Those changes may have a negative fiscal impact on government coffers. The Legislative Analyst’s Office predicted “lower annual state and local revenues, potentially substantially lower, depending on future actions of the Legislature, local governing bodies, voters, and the courts.” 

Newsom, the legislature and many opponents of TPGAA, which includes the United to House LA coalition that supported Measure ULA, argue in their challenges that the new measure is unconstitutional. 

The TPGAA seeks to restructure the state's constitution, altering the fiscal powers of the legislative and executive branches and those of the voters well beyond the level of a constitutional amendment, said Jonathan Jager, a staff attorney with Public Counsel who authored an amicus brief for United to House LA.

“The governor’s position, which the coalition agrees with, is that the Taxpayer Protection Act measure so fundamentally rewrites the state constitution … it’s a revision to the constitution,” Jager said. 

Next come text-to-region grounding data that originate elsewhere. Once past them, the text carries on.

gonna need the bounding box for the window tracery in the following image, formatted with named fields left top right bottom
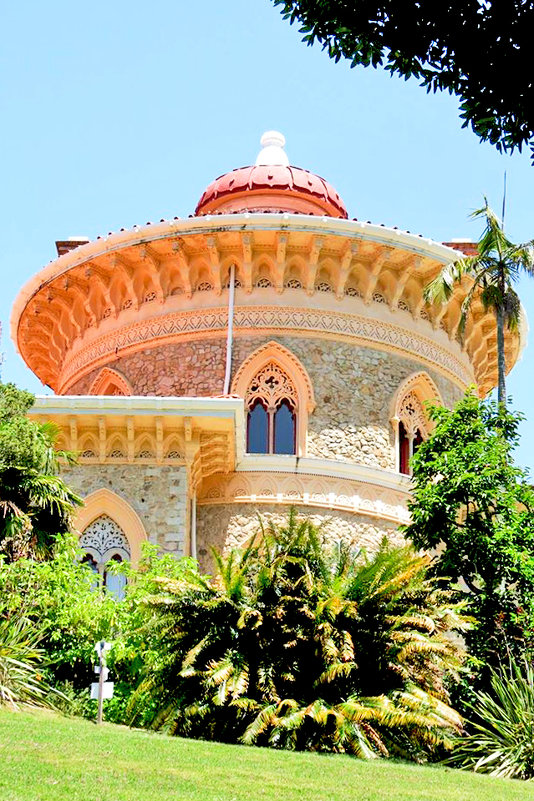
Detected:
left=286, top=278, right=302, bottom=289
left=79, top=515, right=130, bottom=598
left=245, top=362, right=297, bottom=455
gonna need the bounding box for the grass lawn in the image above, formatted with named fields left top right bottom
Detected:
left=0, top=708, right=531, bottom=801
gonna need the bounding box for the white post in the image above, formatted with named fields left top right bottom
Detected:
left=96, top=643, right=105, bottom=725
left=223, top=263, right=236, bottom=395
left=190, top=493, right=197, bottom=560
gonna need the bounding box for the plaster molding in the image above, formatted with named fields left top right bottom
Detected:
left=235, top=453, right=411, bottom=492
left=198, top=468, right=411, bottom=526
left=58, top=306, right=474, bottom=393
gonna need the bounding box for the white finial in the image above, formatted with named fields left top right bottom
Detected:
left=255, top=130, right=289, bottom=166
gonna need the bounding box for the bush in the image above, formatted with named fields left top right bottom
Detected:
left=0, top=535, right=197, bottom=722
left=130, top=511, right=470, bottom=761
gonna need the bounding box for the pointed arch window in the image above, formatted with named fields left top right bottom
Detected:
left=245, top=362, right=297, bottom=455
left=397, top=392, right=427, bottom=476
left=79, top=515, right=130, bottom=599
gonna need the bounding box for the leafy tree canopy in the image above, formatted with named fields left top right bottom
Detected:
left=0, top=382, right=82, bottom=561
left=273, top=1, right=534, bottom=158
left=405, top=392, right=534, bottom=670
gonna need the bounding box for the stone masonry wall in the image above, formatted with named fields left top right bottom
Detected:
left=65, top=339, right=227, bottom=396
left=62, top=463, right=188, bottom=556
left=65, top=334, right=462, bottom=470
left=196, top=502, right=404, bottom=572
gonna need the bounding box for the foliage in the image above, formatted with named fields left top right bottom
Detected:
left=453, top=660, right=534, bottom=781
left=0, top=536, right=197, bottom=721
left=130, top=512, right=469, bottom=761
left=3, top=710, right=530, bottom=801
left=0, top=534, right=120, bottom=685
left=405, top=392, right=534, bottom=677
left=0, top=382, right=82, bottom=561
left=424, top=201, right=534, bottom=406
left=272, top=1, right=534, bottom=159
left=0, top=607, right=56, bottom=708
left=0, top=382, right=34, bottom=422
left=103, top=544, right=198, bottom=724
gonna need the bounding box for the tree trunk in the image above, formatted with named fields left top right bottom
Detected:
left=496, top=264, right=507, bottom=408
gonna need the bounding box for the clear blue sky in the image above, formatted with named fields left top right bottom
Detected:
left=2, top=1, right=533, bottom=468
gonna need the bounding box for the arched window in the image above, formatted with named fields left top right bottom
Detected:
left=79, top=515, right=130, bottom=599
left=397, top=392, right=428, bottom=476
left=391, top=372, right=442, bottom=477
left=245, top=362, right=297, bottom=455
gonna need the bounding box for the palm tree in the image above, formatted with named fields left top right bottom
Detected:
left=0, top=416, right=82, bottom=561
left=424, top=199, right=534, bottom=407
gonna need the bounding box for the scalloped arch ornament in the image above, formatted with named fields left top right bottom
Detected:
left=231, top=341, right=315, bottom=456
left=73, top=487, right=147, bottom=567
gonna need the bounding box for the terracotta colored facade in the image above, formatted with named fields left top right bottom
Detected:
left=12, top=132, right=524, bottom=570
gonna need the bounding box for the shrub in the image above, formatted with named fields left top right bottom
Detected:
left=130, top=512, right=470, bottom=761
left=0, top=536, right=197, bottom=723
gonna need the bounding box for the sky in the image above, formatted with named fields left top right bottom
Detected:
left=1, top=0, right=533, bottom=468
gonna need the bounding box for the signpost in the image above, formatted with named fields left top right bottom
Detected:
left=92, top=641, right=113, bottom=724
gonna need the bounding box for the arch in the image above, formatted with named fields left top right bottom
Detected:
left=284, top=255, right=306, bottom=287
left=78, top=431, right=98, bottom=459
left=390, top=372, right=443, bottom=474
left=163, top=433, right=183, bottom=460
left=106, top=433, right=127, bottom=459
left=89, top=367, right=132, bottom=396
left=232, top=341, right=315, bottom=456
left=73, top=488, right=147, bottom=567
left=134, top=432, right=156, bottom=459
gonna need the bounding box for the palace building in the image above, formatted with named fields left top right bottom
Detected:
left=10, top=132, right=523, bottom=577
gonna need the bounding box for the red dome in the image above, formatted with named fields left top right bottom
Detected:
left=195, top=165, right=347, bottom=219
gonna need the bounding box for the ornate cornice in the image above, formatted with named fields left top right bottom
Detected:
left=13, top=216, right=521, bottom=394
left=59, top=305, right=474, bottom=392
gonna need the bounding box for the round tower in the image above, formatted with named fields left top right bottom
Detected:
left=11, top=133, right=524, bottom=567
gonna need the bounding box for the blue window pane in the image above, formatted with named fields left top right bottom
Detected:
left=274, top=401, right=295, bottom=455
left=247, top=401, right=269, bottom=453
left=104, top=555, right=127, bottom=600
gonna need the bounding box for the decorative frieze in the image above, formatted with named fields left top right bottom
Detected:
left=198, top=470, right=411, bottom=526
left=59, top=305, right=474, bottom=392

Unlike constitutional amendments, revisions to the state constitution can’t be proposed by citizens. They have to come from the legislature, Jager said. 

If approved, the TPGAA would go into effect retroactively, requiring such initiatives passed since Jan. 1, 2022, to return to voters and get the two-thirds majority approval in 2025. 

Measure ULA is one of roughly 40 tax initiatives in the state that would be invalidated by the TPGAA if it passes, Hargrove said, but there is some disagreement about that. The League of California Cities counts more than 130 initiatives that would be overturned, a figure that Hargrove contested. 

Measure ULA supporters put out a report this month tallying the revenue generated by Measure ULA and where the money is headed. In the first 10 months after the measure went into effect on April 1, 2023, it raised $192M. Although that is well below the $672M the measure was once estimated to raise annually, it is also more than 2.5 times the federal funds the city receives for affordable housing every year, according to the report. 

The California Supreme Court is tasked with determining whether TPGAA is unconstitutional and if there is a case to be made for the court getting involved and keeping the measure off the November ballot.

Whatever the court decides, CRE professionals won't have to wait long to find out. The court said it would issue a ruling on the matter before the end of June.